Remarks

  • It seems like alot of you are proficient in programming but not necessarily familiar with R and are worried it may hinder your performance in this class. I tried to look for some R resources for you all but most of them might be too basic for those who know programming or included too much information about R that you do not necessarily need (although may be good to learn). Therefore, I created this no-nonsense guide that only includes concepts I think are essential/helpful for the course. I will try to draw parallels between Python/C++ and R whenever possible for those of you who are proficient in these languages.

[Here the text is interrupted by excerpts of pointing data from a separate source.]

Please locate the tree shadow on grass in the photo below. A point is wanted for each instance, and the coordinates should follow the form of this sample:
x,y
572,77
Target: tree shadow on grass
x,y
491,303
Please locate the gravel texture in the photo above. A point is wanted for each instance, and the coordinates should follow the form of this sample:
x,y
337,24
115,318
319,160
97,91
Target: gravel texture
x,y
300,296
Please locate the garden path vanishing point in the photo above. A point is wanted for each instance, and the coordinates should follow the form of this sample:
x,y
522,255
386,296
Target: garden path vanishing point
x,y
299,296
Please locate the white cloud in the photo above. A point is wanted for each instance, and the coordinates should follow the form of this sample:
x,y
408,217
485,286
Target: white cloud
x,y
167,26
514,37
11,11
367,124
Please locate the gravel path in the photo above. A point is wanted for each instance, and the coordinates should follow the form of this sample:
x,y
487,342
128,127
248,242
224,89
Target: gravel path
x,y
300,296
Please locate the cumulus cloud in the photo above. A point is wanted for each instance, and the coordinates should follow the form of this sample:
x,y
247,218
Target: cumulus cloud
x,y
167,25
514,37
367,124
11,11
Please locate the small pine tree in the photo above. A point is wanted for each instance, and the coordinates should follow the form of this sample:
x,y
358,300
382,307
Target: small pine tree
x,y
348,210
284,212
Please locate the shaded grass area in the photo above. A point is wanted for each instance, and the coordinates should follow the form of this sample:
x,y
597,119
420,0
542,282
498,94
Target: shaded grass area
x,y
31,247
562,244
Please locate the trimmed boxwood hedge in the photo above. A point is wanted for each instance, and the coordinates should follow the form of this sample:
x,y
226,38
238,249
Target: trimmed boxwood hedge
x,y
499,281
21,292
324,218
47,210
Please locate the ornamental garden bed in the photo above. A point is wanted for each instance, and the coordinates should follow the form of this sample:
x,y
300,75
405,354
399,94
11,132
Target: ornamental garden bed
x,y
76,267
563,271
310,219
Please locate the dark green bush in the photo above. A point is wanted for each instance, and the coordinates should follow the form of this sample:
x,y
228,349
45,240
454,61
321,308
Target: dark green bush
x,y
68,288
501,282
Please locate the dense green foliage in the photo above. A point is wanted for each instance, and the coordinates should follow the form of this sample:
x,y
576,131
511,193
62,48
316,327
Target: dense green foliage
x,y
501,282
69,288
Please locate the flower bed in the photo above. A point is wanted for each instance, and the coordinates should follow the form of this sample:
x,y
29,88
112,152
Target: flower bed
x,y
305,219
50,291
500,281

  • I will constantly update this guide as the course progresses and students ask me more questions about R. Most of the R functions you will use are closely tied to the statistical concepts that you learn about in lecture. Therefore, I will add them to this guide after you have learned about the concepts in lecture to not confuse/stress you all out.

  • I have omitted programming concepts that are not specific to R like for loops, if statements, etc and can be easily googled.

  • If you learned C++ by taking EECS 280/281, don’t even stress out about the programming in this course. Come to office hours and teach me about C++ please.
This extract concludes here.